There was no stopping the storm. Walls and windows fell down from their frames and carpeted the floor with glass shards. Navigating the halls meant skipping one spot to another to avoid sharp edges. The elevators were useless. I looked up the flights of stairs, twenty four sets of them, before I could reach my place. The climb to the top, without light and broken glass everywhere, was risky but a better prospect than staying with strangers in a dark, rain-drenched lobby.
Lightning lit the the angry skies. Amid the blue capillaries of light, one step at a time, I slowly made my way up. On the seventh floor, my thighs were aching but there was no rest. I pushed myself forward. Being alone and in the middle of a storm gave me pause, a fleeting reflection of my own worst fears, and triggered a fight-or-flight response.
In this case, I was fleeing. Looking around, I am reminded of a scene straight out of Batman Begins. A young Bruce Wayne fell into a deep hole, and opened his eyes to disturbed, gruesome, winged creatures that became his greatest fear. They inhabited his nightmares. We all know worst things had yet to come, like losing your parents in one night, murdered in cold blood, and abandoned with their lifeless bodies.

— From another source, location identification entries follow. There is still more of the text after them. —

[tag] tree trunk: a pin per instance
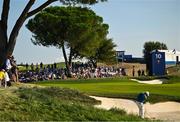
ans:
(70, 57)
(3, 44)
(66, 61)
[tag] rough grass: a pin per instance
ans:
(122, 88)
(54, 104)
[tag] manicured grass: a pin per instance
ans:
(121, 88)
(54, 104)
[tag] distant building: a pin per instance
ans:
(172, 57)
(121, 56)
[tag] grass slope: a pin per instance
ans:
(55, 104)
(122, 88)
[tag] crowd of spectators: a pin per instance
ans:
(78, 71)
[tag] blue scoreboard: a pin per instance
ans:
(157, 63)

Same scenes of dark halls and stormy skies surrounded me when I got a knock on my dormitory door at a Church compound, back when I'm attending university in Manila. Hours before dawn, I was roused from my sleep, and I was surprised to see my uncle allowed to go as far as my room. He was crying when he laboriously told me my father passed on during the night, and he was taking me home. I did not believe him, until I saw my father in a coffin at a chapel near home.
On Sunday afternoon, I was playing hoops with him. He was alive and kicking. Monday morning before dawn, he's gone. From this point on, like Wayne's first blows with towering fear and death, I knew life would never be the same. There was no turning back.
Back in my ascent to my place, driven by the crashing sound and gloomy lights of powerful "Milenyo", I snapped out of my reverie. More glass windows came tumbling down the floors, and I could see tree leaves and trunks whirling around outside. A few more steps, a struggle to my door, a frantic search for the light, and cocooning in my bed, lifted my spirits.
My aching thighs and numb feet didn't matter anymore. The blood from cuts I received during my climb had dried. The pallor in my room was still a welcome a sight. Through it all, and though the experience indelibly changed me, I'm good. I'm home.